« Figurante » : portrait d’une silhouette

figuranteLouise a vingt ans et gagne sa vie comme serveuse dans un hôtel miteux de province. Un jour, un client qui ressemble à son vieux père lui annonce qu’il est réalisateur et veut faire d’elle la muse de son prochain film…

J’avais repéré le roman de Dominique Pascaud parmi les sorties de la rentrée littéraire en raison de son titre, qui évoque d’emblée le milieu du cinéma. Un monde que je ne connais pas de très près mais qui m’a toujours vivement intéressée. Si les romans mettant en scène des vedettes existent, rares sont ceux qui s’attardent sur le destin des figurants. Il y a en effet une contradiction dans les termes entre la silhouette qui passe à l’écran sans être regardée ni même parfois vue, et le statut d’héroïne de roman.

Et pourtant, pour son premier opus, Dominique Pascaud a eu la bonne idée d’oser le paradoxe, composant le portrait d’une jeune fille banale qui se trouve soudain confrontée à une proposition extraordinaire. Louise s’était préparée à suivre un chemin tout tracé, où le comble de la réussite serait l’ouverture d’un établissement de chambre d’hôtes, en compagnie d’un homme qui l’a choisie sans que la décision paraisse vraiment réciproque.

Contrairement à beaucoup de jeunes filles de son âge, Louise n’a jamais rêvé plus grand ni plus original qu’un emploi modeste et un garçon sans intérêt. La gloire, l’argent, le succès, des aventures débridées, très peu pour elle.
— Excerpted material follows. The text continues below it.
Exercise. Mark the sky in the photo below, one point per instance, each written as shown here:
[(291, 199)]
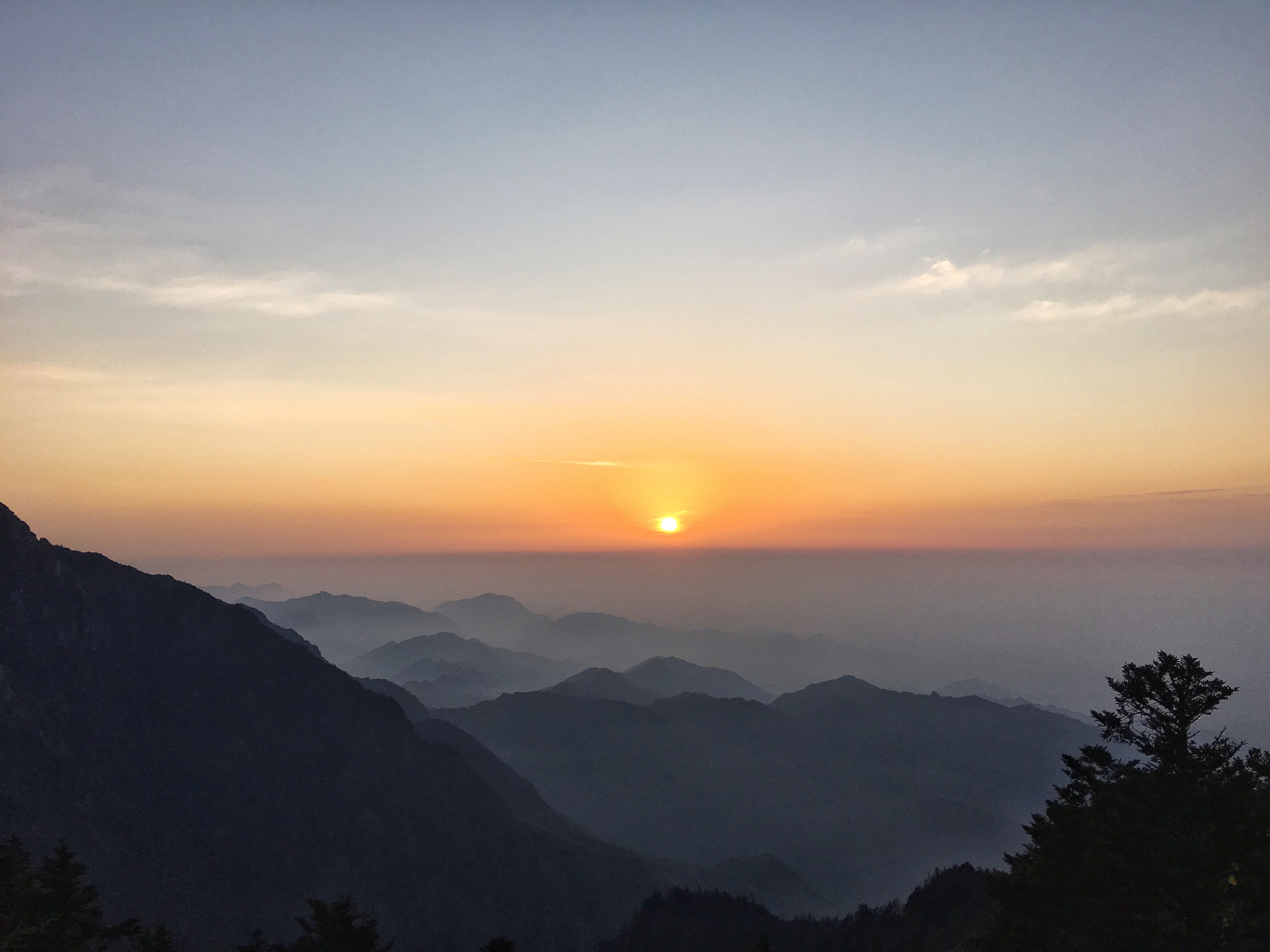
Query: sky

Comme si, responsable malgré elle de la mort en couches de sa mère, Louise ne semblait rien mériter.

C’est par scènes juxtaposées, incluant des ellipses brutales qui égarent par moments le lecteur, que Dominique Pascaud dépeint cette jeune serveuse dans son environnement quotidien, ses gestes répétitifs et sa grande solitude intérieure. La proposition du réalisateur apparaît alors non comme la réalisation d’un rêve mais comme la possibilité d’une expérience, et surtout la révélation de l’individualité de Louise. Soudain, celle qui était habituée depuis sa plus tendre enfance à se fondre dans le décor devient une femme que l’on remarque, que l’on complimente sur son physique, son élégance naturelle et son intensité.

Si la désillusion peut paraître cruelle, elle n’est finalement pas si dramatique, car le vieil homme a eu le mérite de générer une réflexion chez Louise. Qui est-elle ? Que veut-elle vraiment faire de sa vie ? Des chambres de l’hôtel au métro de Paris, Louise part alors en quête de son destin.

Elle comprend peu à peu que nul ne peut décider à sa place, et que personne ne peut lui imposer des rêves qui ne sont pas les siens. Il y a une certaine noblesse à se contenter de désirs simples et une forme de pureté dans le refus de Louise de se voir déposséder de ses choix. De figurante qu’elle était au départ, la jeune serveuse devient au fil des pages le premier rôle de sa propre vie.